Let it be known: I am a sucker for all things Old Hollywood. You put Audrey Hepburn’s face on it – or mention her as a character – and I am sold.
That being said, I’m so completely surprised that this book hadn’t found its way to me before this moment. But I’m happy that it came into my life at the right time. The whole series gave me serious According to Jane by Marilyn Brant vibes (one of my all time fav pieces of Women’s Lit). Now on to the actual reviewing!
A Night in with Audrey Hepburn
This was the first and, arguably, my favorite in the series. Here is where we meet Libby Lomax, a twenty-something, down-on-her-luck, lacing-confidence woman who, though being the older sister, continues to trail in the shadow of her sister. A sister who happens to be a child star (wannabe) and current C-list actress with enough credits on her IMDb page to be too full of herself.
As Libby continues to live her life the way her mother expects her to (basically being her sister’s assistant and being an extra on her sister’s projects) she finds that she is increasingly unhappy. Would would have ever guessed!?
BUT NOW! Sounds the trumpets! (Duh-da-da-duh!) Libby lands a one line speaking role on her sister’s show…as an alien…covered in warts. But this day on set is also the day pretty boy Dillon O’Hara is guest starring on the show.
The events are as follows: a chance encounter, a shared cigarette, a fire, a firing, a move to a small space, a furniture mix up, another Dillon encounter, a disastrous party, and even more Dillon!

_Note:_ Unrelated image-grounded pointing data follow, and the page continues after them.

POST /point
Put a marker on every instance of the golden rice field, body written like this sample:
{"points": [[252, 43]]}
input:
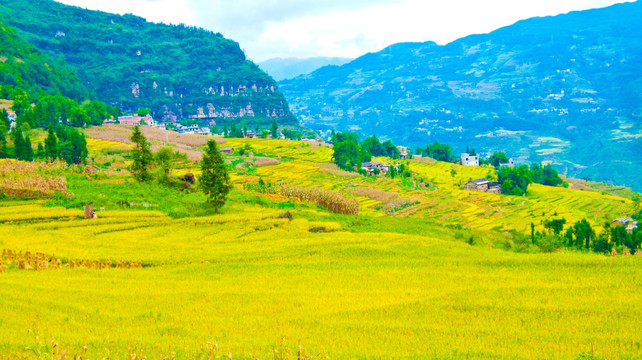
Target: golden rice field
{"points": [[248, 284], [245, 281]]}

All the while, the furniture mix up because the most important plot point in the story. Why is the Chesterfield sofa so important? Well, because that’s the source that brings Audrey into Libby’s life! Audrey who, throughout the book, acts as Libby’s sensible and stylish fairy godmother.
This review may sound silly and jokey but, in reality, I really enjoyed this book. It was nothing groundbreaking but it was very fun and light and entertaining. The characters were all comical in the best way possible. The love interests were dreamy. All of the side characters were fun additions. Yes, it’s all fairly predicable but that’s why you read something like this. I liked it so much that I immediately checked out the rest of the series to read while I was on a mini vaca.
A Night in with Marilyn Monroe
When we meet up with Libby again it is a few months later and (sad trombone) things haven’t exactly worked out with her final love interest from the first installment. Turns out…he was kind of a prick and not all he had promised to be. (Pause for shock).
Instead Libby ends up in the arms of a man who seems too good to be true. And, wow, he is. Between her failing love life, trying to help Olly get his new restaurant ready to open, and all while prepping for Nora’s upcoming wedding and having to deal with Libby’s crazy family. And did I mention my heartthrob Olly has caught the attention of Nora’s Scottish BFF, Tash? Blegh.
And who shows up while all of this chaos is afoot? The cute, quirky, carefree Marilyn Monroe. Marilyn helps Libby learn that she needs to take her life as it comes and worry less about everything falling into place in the unrealistic timeline she has set.
Overall, a pretty fun and cute book. I enjoyed myself while reading it.
A Night in with Grace Kelly
Then comes the grand finale. The final book in the trilogy throws the other two for a loop because Grace Kelly doesn’t interact with Libby like Audrey and Marilyn did. Grace is in denial for the duration of the book and interacts with Libby as if Libby is a dream Grace is having.
In this book Olly is with Tash. Nora is in Scotland with her husband and baby. All while Libby is attempting to move on with her life, yet again. She has a horrible first few days in her new apartment/studio but things start to look up when she meets a man she believes is the owner of a gym. Spoiler alert: he’s actually a billionaire. And absolutely smitten with Libby.
There are a lot of time cuts in this book where we go from Libby and Joel, the billionaire, meeting to dating to getting engaged to the night before their wedding. Basically, the more time dragged on the less engaged I was in the characters and the more annoyed I was that Libby was still with Joel at all. He was such a demanding and rude human that I couldn’t stand to think of Libby settling down with him.
Luckily she does not. The ending made the suffering well worth it.
Again, really nice, refreshing read to dip into and out of. Great read!
Definitely for fans of Sophie Kinsella. I think fans of Lucy Parker would enjoy these, too.